Doubles vies n’est toutefois en rien un film pessimiste ou cynique. Il porte en lui une foi qui est celle de la résilience du réel. D’une forme d’héritage. Si Assayas essaie de capter quelque chose de la manière dont le numérique change nos vies, il accorde tout autant d’importance à signifier ce qui traverse le temps. Deux belles scènes de confrontation entre Alain et Laure sont assez révélatrice. Dans la première, bousculé, l’éditeur y réaffirme la foi dans son métier et son rapport au livre en évoquant le film Les Communiants d’Ingmar Bergman et ce pasteur qui continue d’officier dans une église vide. Dans la seconde, Laure y évoque son père romancier. On comprend que derrière son obsession pour le numérique, le choix de l’édition est aussi déterminé par quelque chose qui lui a été transmis. Une forme d’amour de l’écrit. Une circulation existait bien de manière souterraine.

« Il faut que tout change pour que rien ne change. » Alain s’amuse de l’obsession contemporaine pour cette phrase citée dans Le Guépard de Visconti. Paradoxe ultime qui raisonnerait si bien avec notre époque. Celle de la fin d’un monde. Doubles vies fait le constant qui si le monde évolue, certaines choses essentielles, elles, résistent au temps. Du besoin de rire, commenter, s’exprimer, moquer, échanger, partager, aimer, construire. Peu importe la forme que cela prend.

Les références à Bergman et Visconti en sont des marqueurs. Cette foi auquel est attaché Assayas est bien évidemment celle d’un cinéma qui serait capable de saisir quelque chose de nos vies, nos âmes, notre histoire, au-delà de l’aspect le plus contemporain. L’image du film et son grain presque passé porte aussi quelque chose de l’histoire, loin des photographies plus lisses du numérique. Doubles vies est ainsi en premier lieu l’histoire de l’accouchement d’une vérité. Chacun des personnages évolue vers une forme de plus grande sincérité. À la fois avec les autres et avec eux-mêmes.

L’histoire d’amour entre Valérie et Leonard est des plus touchantes pour ça.
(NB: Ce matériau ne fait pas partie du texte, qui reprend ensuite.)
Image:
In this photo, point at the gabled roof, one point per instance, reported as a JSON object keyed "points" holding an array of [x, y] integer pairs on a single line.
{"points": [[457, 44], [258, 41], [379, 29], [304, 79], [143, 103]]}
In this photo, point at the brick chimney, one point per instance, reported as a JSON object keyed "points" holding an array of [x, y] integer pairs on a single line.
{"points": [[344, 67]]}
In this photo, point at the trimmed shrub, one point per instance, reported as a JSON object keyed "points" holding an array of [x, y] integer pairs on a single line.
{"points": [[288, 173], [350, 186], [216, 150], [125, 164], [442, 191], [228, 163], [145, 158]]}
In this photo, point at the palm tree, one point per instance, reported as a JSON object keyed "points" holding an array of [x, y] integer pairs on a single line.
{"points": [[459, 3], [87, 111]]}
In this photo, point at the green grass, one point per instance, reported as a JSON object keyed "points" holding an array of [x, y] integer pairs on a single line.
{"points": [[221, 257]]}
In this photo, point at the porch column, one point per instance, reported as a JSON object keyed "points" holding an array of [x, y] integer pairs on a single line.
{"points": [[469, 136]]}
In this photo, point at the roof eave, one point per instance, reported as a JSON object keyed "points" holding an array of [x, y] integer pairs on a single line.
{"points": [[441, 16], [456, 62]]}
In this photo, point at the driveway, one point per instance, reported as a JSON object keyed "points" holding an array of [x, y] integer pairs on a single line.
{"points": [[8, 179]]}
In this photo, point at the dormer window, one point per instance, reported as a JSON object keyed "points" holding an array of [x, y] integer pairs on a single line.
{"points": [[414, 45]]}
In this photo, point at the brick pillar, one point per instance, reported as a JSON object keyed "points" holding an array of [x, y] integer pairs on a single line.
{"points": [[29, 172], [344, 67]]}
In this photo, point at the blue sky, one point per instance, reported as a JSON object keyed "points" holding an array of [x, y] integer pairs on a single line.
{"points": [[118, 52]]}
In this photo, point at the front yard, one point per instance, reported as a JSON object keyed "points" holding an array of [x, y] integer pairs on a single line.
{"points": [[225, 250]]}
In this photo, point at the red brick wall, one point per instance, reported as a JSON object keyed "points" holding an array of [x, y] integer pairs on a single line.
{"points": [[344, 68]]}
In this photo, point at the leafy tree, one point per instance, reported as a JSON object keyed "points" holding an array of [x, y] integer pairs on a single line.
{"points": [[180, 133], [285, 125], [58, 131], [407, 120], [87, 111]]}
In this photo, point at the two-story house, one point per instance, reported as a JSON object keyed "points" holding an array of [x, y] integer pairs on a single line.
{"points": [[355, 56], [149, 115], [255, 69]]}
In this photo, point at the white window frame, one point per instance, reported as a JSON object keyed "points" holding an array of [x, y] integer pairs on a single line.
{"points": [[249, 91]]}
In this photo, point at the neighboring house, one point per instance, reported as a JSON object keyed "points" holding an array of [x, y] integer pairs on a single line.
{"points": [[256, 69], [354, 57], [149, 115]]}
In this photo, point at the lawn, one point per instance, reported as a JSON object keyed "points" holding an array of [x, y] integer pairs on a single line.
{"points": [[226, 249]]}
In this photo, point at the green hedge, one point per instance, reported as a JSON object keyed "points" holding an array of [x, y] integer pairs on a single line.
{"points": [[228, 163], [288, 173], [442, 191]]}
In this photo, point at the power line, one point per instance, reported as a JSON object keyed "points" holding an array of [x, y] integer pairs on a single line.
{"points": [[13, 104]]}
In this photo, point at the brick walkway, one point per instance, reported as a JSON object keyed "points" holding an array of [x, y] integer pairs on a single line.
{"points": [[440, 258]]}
Valérie nous touche au cœur une première fois quand elle confronte son compagnon pour savoir s’il est infidèle, lui déclarant son amour malgré toutes leurs différences. Elle ouvre déjà un pont entre les contraires dans cet univers complètement désaccordé. A la fin du film, c’est lui qui confesse finalement son histoire parallèle avec Séléna alors que celle-ci vient de se finir. Manière de repartir sur des bases saines, vraies. De répondre avec sincérité à une question qu’il avait éludé bien plus tôt dans le film. Valérie tente de défendre le mérite de l’implicite. Lui s’en défend, « au moins, ça a le mérite d’être dit ». La libération de la parole permet une véritable confrontation avec le réel.

Ce beau mouvement s’accompagne d’un épilogue bouleversant où isolés en pleine nature, Valérie confie à Léonard qu’elle est enceinte alors que toutes leurs tentatives pour avoir un enfant avaient toujours échoué. Qu’ils ne se croyaient pas compatible. Lui a repris l’écriture. Elle lui offre le geste de création ultime. Celui qui perpétue l’humanité. Inscrit leur amour dans la durée. « Es-tu heureux ? », lui demande-t-elle. Il lui offre en réponse un large sourire et lâche oui. « C’est un miracle », commentera-t-il, s’amusant de la pauvreté de leur vie sexuelle des dernières semaines. Une foi intangible dans le cinéma. Un miracle. S’il pointe nos tiraillements et notre dualité, Assayas reste résolument du côté de la pensée et de la vie. Résilient face à la tentation médiocre de l’époque.